Page 16 ce même auteur cite un extrait de la Déclaration des évêques français du 10 mars 1925 qui condamnent fermement les lois de laïcité ; quelques pages auparavant il a avancé qu’actuellement l’idée de laïcité n’est pas assimilable par ceux des musulmans qui pensent que le Coran répond à toutes les questions de leur vie. Toujours dans l’introduction, cette fois c’est Shérif Toubal qui écrit que « (la) dislocation du lien social conduit à une multitude de formes de ségrégations qui peuvent apparaître troublantes » (page 19).
Les monothéismes sont par essence intolérants, chacun d’entre eux rejetant les autres foies (y compris celle d’un autre monothéisme), des interprétations différentes de la doxa (taxées d’hérésie), les professions d’agnosticisme ou d’athéisme.
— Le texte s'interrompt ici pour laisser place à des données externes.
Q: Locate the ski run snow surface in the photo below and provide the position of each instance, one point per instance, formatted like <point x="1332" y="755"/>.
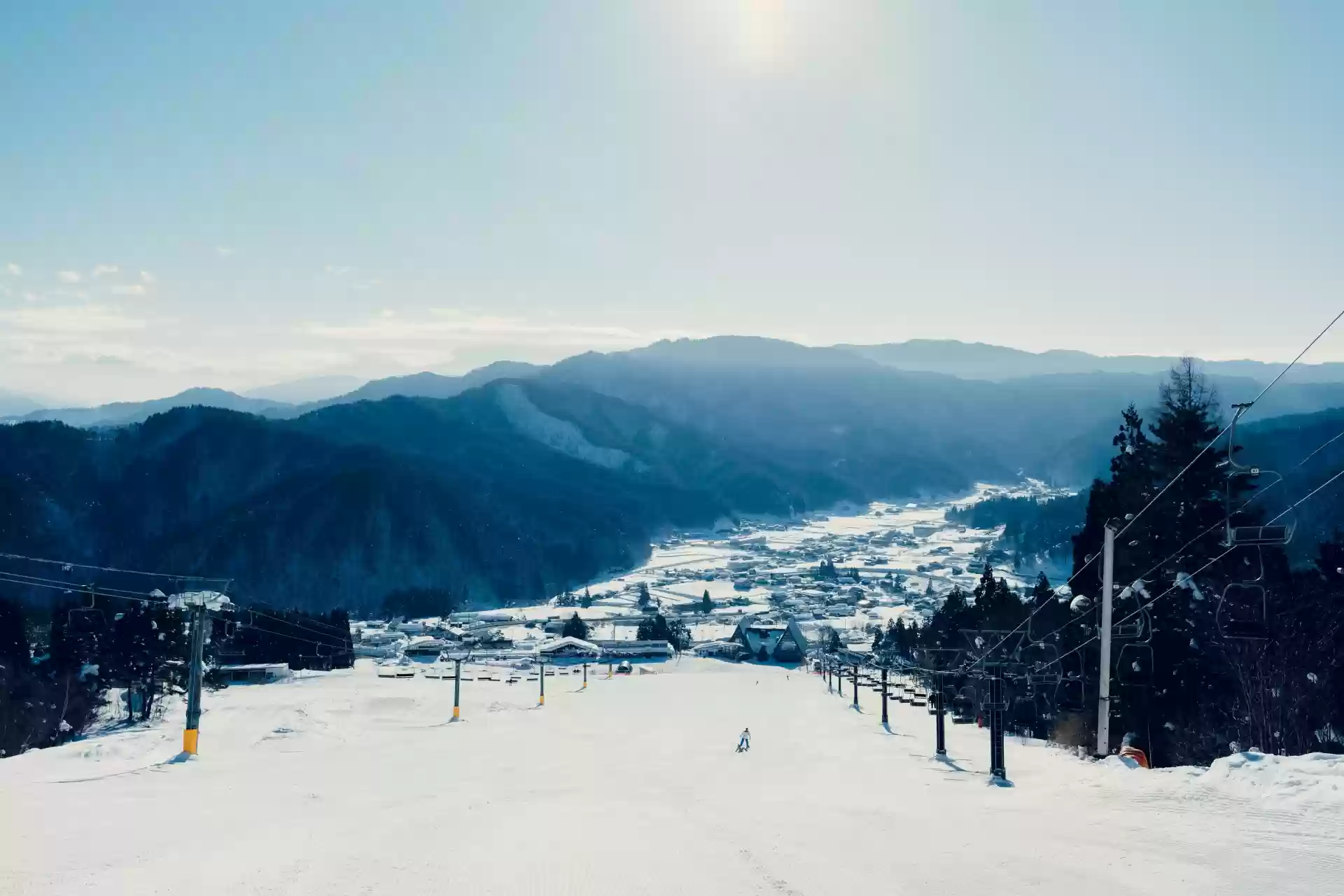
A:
<point x="351" y="783"/>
Bref il y a les fidèles d’un côté et les mécréants de l’autre dans cette vision de la société. La laïcité remet en cause cet absolutisme et demande de mettre de côté au moins une partie des grands récits portés par ces monothéismes. Toutefois « la laïcité ne se préoccupe pas de croyance mais de l’espace collectif avec pour seule finalité de permettre à chacun de pouvoir s’exprimer dans le respect des autres » (page 34).
Un parallèle est fait entre laïcité et psychanalyse : « ainsi le principe fondamental de la laïcité consiste à dire que chacun est libre de croire ou ne pas croire et de l’exprimer. Autrement dit la laïcité assure à chacun un espace de parole, crée et installe des lieux où la liberté trouve à se loger dans les limites communes. L’approche psychanalytique sur son autre versant, ouvre des voies intérieures pour accéder à une autre liberté, à un espace intérieur le moins encombré possible par le désir et le discours d’un Autre » (page 38).
La globalisation débouche sur une certaine tendance à l’uniformisation culturelle et crée des incertitudes sur son propre avenir économique dans un univers d’inquiétude sur le devenir de la planète. Se recroqueviller sur ses particularismes (d’ailleurs parfois puisés dans un imaginaire historique) rassure. Pour les enfants d’immigrés il y a une double référence : celle de la culture française et celle d’un univers symbolique parental d’ailleurs parfois fantasmé). Pour Shérif Toubal le désir de réancrage culturel se fait souvent sur un mode de radicalité. Il avance que « l’approche psychanalytique montre bien comment toute lecture orthodoxe de la religion cherche à refermer la coupure de la castration en s’appuyant d’un discours sur le sens et des retrouvailles avec l’origine » (page 40). Il souhaite que les personnes ne confondent pas leur identité avec leur foi religieuse.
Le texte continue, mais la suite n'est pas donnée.